En proporción al número de habitantes de su país y al volumen de sufrimiento gratuito que les infligió, Mugabe fue uno de los peores criminales del siglo XX. Sin embargo, pudo luego pasearse tranquilamente por medio mundo, incluso tras haber perdido el poder, sin que ninguna instancia internacional lo inquietara. A Augusto Pinochet lo persiguió hasta Londres un juez español, (por cierto, inhabilitado luego en otra causa por prevaricador), en nombre de una presunta "justicia universal". Uno se pregunta dónde estaban esos jueces "progresistas"cuando Mugabe iba de compras al Golfo Pérsico o visitaba a sus médicos en Singapur. Quizá la diferencia de trato se debiera a que el camarada Bob era negro o a que era socialista o a que nunca había convocado una elección o un plebiscito que no amañara de antemano. O a una combinación de las tres características.
Ahora ya no será posible hacer justicia a sus miles de víctimas, a las decenas de miles que despojó de sus propiedades, ni a los millones de personas que hundió en el miedo y la pobreza.
En el presidio político cubano, cuando fallecía algún personaje de esta catadura, en vez de un minuto de silencio le dedicábamos un minuto de bulla. Al anunciarse la noticia, durante 60 segundos silbábamos, hacíamos resonar los jarros contra los barrotes y gritábamos a todo volumen. Era un jolgorio para conjurar simbólicamente al espectro del esbirro y desagraviar a sus víctimas.
Esa práctica tal vez parezca cruel, pero tiene un referente histórico que la prestigia.

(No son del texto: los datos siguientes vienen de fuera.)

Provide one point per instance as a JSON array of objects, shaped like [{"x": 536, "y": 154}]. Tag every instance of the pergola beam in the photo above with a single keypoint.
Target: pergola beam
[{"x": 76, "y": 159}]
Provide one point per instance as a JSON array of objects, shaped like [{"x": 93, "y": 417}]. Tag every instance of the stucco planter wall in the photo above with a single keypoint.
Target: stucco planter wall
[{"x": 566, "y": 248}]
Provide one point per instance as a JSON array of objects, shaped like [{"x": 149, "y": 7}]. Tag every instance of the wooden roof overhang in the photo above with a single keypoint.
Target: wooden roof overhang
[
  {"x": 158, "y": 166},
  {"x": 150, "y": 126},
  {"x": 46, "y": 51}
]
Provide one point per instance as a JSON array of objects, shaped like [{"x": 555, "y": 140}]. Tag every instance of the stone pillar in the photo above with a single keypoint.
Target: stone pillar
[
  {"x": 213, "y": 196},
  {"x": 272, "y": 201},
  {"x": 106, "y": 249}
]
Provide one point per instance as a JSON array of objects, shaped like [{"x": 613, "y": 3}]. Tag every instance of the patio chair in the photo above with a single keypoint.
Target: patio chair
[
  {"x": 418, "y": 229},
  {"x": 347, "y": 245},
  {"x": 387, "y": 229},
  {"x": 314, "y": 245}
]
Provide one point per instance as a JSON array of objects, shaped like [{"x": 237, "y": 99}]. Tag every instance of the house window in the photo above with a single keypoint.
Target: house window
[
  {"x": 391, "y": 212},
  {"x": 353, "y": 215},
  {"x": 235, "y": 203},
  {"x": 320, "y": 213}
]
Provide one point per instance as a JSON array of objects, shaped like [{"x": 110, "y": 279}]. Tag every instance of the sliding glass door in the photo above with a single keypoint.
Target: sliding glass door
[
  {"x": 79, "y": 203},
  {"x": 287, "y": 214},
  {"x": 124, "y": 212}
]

Al conocerse la ejecución de Maximiliano Robespierre, el 10 de termidor, el diputado Jean-Lambert Tallien declaró ante la Convención: "Este día es uno de los más bellos para libertad… Reunámonos con nuestros conciudadanos, compartamos la alegría común: el día de la muerte de un tirano es una fiesta de la fraternidad".
Robert Mugabe se ha ganado a pulso su minuto de bulla.